AWS Security Hub is an AWS service that helps teams analyze and prioritize security issues from different products and tools more quickly. You can now send Fugue findings to your AWS Security Hub instance. Some use cases include:

  • Route security events from AWS Security Hub to SIEMs or log management tools.

  • Streamline audits by layering in evidence from Fugue with other insights from AWS security tools.

Architecture

Fugue is a SaaS application that sends findings from a Fugue AWS account to a customer’s AWS Security Hub regional endpoint. Fugue utilizes an Amazon CloudWatch scheduled event (on a 5 minute interval) to trigger an AWS Lambda function to ingest new Fugue findings from an internal API, and then enqueues Fugue findings to Amazon SQS. Amazon SQS then triggers another AWS Lambda function which translates Fugue findings into the AWS Security Finding Format (ASFF), sends appropriately formatted findings to customer AWS Security Hub regional endpoints, and updates a RDS database with the successful findings.

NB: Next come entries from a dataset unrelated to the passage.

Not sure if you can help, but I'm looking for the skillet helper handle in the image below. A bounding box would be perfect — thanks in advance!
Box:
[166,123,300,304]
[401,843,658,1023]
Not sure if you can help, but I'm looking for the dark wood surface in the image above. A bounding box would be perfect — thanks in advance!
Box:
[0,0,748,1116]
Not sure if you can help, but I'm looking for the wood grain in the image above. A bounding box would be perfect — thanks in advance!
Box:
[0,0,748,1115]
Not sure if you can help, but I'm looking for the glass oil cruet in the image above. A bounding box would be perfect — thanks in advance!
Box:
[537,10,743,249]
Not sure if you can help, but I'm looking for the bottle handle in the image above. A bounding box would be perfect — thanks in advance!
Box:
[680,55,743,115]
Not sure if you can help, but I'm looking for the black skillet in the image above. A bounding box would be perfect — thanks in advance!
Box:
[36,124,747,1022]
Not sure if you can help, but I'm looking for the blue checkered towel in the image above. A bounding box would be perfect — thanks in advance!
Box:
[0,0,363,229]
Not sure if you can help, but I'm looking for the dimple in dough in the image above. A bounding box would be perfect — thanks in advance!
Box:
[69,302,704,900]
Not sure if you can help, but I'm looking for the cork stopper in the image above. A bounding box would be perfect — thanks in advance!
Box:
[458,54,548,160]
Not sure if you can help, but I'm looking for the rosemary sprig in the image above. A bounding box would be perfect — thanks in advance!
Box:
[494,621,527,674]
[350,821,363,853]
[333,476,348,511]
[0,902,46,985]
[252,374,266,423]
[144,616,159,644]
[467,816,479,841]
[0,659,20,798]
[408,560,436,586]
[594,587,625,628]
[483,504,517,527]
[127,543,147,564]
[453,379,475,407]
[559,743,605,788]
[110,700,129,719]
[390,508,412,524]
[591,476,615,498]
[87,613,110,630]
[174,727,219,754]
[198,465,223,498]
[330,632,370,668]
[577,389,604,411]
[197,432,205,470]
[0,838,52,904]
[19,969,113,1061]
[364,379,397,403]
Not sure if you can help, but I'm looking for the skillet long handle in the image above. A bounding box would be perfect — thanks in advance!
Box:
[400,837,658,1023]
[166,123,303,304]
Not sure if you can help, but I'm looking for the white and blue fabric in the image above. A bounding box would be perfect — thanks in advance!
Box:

_images/integrations-aws-security-hub-architecture.png

Integration Steps

  1. If your AWS account is managed by AWS Organizations, your administrator may have already configured a Security Hub administrator account and member accounts - which means that Security Hub may already be enabled. You can verify this by navigating to the Security Hub console, and seeing if you can set up Security Hub for a given region.

  2. If you need to set up AWS Security Hub manually, please follow these instructions from AWS. Please make a note of the region(s) that Security Hub is configured in.

  3. In the AWS console, navigate to the Security Hub service in the correct region, and select Integrations.

  4. Search for Fugue, and select Accept findings.

_images/integrations-aws-security-hub.png

5. Reach out to Fugue support, and inform the team that you would like Fugue to send findings to your AWS Security Hub instance. Please be prepared to provide Fugue with the following:

  • Your Tenant ID

  • The region(s) in which you configured AWS Security Hub

Integration Considerations

  • Fugue batches sending findings to AWS Security Hub in 5 minute intervals, so you should expect some delay between Fugue identifying a potential misconfiguration, and you seeing a finding in Security Hub.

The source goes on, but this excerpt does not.